Insensitivity of tryptophan fluorescence to local charge mutations.

The steady state fluorescence spectral maximum (λmax) for tryptophan 140 of Staphylococcal nuclease remains virtually unchanged when nearby charged groups are removed by mutation, even though large electrostatic effects on λmax might be expected. To help understand the underlying mechanism of this curious result, we have modeled λmax with three sets of 50-ns molecular dynamics simulations in explicit water, equilibrated with excited state and with ground state charges. Semiempirical quantum mechanics and independent electrostatic analysis for the wild-type protein and four charge-altering mutants were performed on the chromophore using the coordinates from the simulations.

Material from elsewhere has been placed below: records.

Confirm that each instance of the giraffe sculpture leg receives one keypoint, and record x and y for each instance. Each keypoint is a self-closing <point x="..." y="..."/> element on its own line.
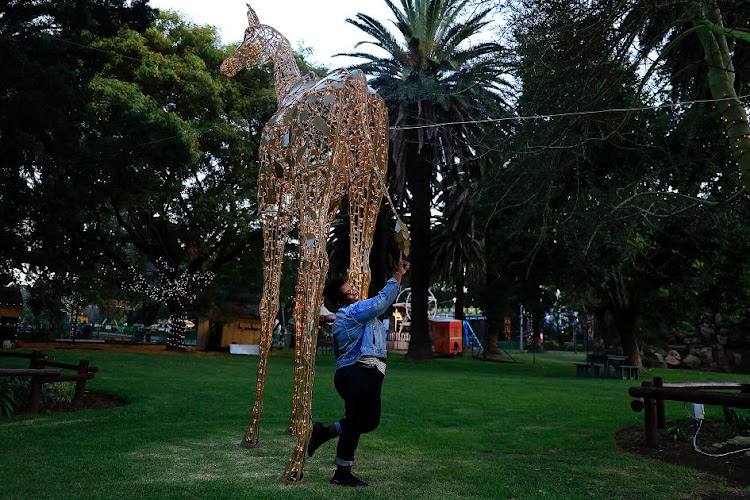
<point x="298" y="339"/>
<point x="298" y="361"/>
<point x="275" y="232"/>
<point x="366" y="187"/>
<point x="314" y="230"/>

Electrostatic contributions from the nearby charged lysines by themselves contribute 30-90 nm red shifts relative to the gas phase, but in each case, contributions from water create compensating blue shifts that bring the predicted λmax within 2 nm of the experimental value, 332 ± 0.5 nm for all five proteins. Although long-range collective interactions from ordered water make large blue shifts, crucial for determining the steady state λmax for absorption and fluorescence, such blue shifts do not contribute to the amplitude of the time dependent Stokes shift following excitation, which comes from nearby charges and only ∼6 waters tightly networked with those charges. We therefore conclude that for STNase, water and protein effects on the Stokes shift are not separable.